A necessidade de proteções éticas

Assim como uma criança pode ser orientada a corrigir erros, os sistemas de IA exigem supervisão e responsabilidade contínuas. Esses sistemas herdam e amplificam as suposições incorporadas neles. Se não forem controladas, podem reproduzir as próprias desigualdades que pretendem resolver. Como qualquer sistema de aprendizagem, a IA requer uma prática contínua de avaliação, monitorização e reparação. À medida que se integra nas decisões sobre infra-estruturas, riscos, adaptação e distribuição de recursos, os riscos deixam de ser meramente técnicos. Eles são sociais, políticos e ambientais. A IA responsável, portanto, requer barreiras éticas deliberadas que moldam a forma como os sistemas aprendem, decidem e agem de forma a ter em conta o poder, a justiça e as consequências ecológicas. Para que a IA desempenhe um papel significativo na governação climática, deve ser moldada pela justiça, pelo cuidado e pela responsabilidade desde o início.

Um sistema de IA responsável na governação climática deve ser construído utilizando conjuntos de dados diversos e representativos, minimizando assim a reprodução das exclusões e preconceitos existentes. Este princípio estende-se à concepção de modelos, onde a justiça, a equidade, a transparência e a robustez devem ser operacionalizadas como critérios centrais de concepção, em vez de serem tratadas como considerações secundárias. Os sistemas de IA também devem ter estruturas de responsabilização claras, tornando-os responsáveis ​​não só perante as instituições que os desenvolvem e implementam, mas também perante as comunidades cujas vidas e futuros são afectados pelos seus resultados.

Tendo estas questões em mente, o desenvolvimento e a governação dos sistemas de IA devem ser guiados por questões de avaliação fundamentais: Que formas de danos climáticos devem ser antecipadas e mitigadas? Quem detém a autoridade para intervir quando ocorrem falhas? Um modelo responsável, portanto, não pode limitar-se ao reconhecimento de padrões. Deve ser capaz de questionar – criando espaço para a incerteza, formas alternativas de conhecimento e o que não é imediatamente legível nos dados.

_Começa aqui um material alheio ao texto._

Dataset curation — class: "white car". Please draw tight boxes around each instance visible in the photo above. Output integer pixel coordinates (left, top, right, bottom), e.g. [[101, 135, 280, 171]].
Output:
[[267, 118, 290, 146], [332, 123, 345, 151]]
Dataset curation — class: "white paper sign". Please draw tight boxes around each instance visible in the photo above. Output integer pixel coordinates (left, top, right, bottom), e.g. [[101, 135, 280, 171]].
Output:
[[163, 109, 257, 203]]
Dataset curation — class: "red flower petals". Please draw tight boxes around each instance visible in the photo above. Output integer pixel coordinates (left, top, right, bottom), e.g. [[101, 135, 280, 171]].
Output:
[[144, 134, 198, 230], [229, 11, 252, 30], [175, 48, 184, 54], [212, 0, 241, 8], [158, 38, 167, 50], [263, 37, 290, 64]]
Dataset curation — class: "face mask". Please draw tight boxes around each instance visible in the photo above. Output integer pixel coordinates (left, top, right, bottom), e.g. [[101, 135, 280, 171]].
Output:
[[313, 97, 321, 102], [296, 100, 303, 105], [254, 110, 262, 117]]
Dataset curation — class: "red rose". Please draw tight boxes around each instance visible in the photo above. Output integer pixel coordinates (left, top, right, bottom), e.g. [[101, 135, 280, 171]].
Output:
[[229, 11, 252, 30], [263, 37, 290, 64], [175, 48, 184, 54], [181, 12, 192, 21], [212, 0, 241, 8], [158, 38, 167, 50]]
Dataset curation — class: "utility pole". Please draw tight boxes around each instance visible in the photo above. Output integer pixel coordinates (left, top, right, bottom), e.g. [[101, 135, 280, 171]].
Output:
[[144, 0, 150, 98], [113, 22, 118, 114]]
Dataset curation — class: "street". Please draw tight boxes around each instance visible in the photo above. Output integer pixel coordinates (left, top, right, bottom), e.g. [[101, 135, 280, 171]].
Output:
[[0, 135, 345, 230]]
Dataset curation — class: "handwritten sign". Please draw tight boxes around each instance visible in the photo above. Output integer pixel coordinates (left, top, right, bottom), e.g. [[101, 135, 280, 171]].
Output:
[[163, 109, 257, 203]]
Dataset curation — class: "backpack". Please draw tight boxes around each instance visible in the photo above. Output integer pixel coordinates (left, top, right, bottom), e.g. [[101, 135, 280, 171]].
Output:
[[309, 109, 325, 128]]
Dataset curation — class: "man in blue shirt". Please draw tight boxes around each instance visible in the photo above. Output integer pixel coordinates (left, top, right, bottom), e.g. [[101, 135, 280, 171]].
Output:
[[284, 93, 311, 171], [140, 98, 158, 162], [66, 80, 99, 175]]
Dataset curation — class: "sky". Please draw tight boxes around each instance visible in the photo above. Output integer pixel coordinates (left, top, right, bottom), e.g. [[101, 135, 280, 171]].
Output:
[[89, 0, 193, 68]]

Elevando o futuro no presente

A IA e as crianças partilham uma verdade profunda: sobreviverão a nós, levando adiante os mundos que ajudámos a ensiná-los a ver e a valorizar. Os sistemas que projetamos e os valores que incorporamos não desaparecem; eles persistem, moldando decisões, normas e possibilidades muito depois de suas origens desaparecerem de vista. Na governação climática, onde as consequências das decisões de hoje já se estendem através das gerações, esta continuidade é imediata, consequente e impossível de ignorar. O que estamos a moldar, seja nas pessoas ou nos sistemas, não é apenas capacidade, mas orientação. E a questão que permanece não é se estes sistemas de IA influenciarão o futuro, mas se irão reproduzir os limites do presente ou ajudar-nos a ultrapassá-los.

Pavithra Priyadarshini Selvakumar é pesquisador de pós-doutorado na Columbia Climate School. Ela está interessada em explorar como a IA e a justiça climática podem ser integradas para apoiar o planeamento equitativo de resiliência nas comunidades da linha da frente.

As opiniões e opiniões expressas aqui são de responsabilidade dos autores e não refletem necessariamente a posição oficial da Columbia Climate School, do Earth Institute ou da Columbia University.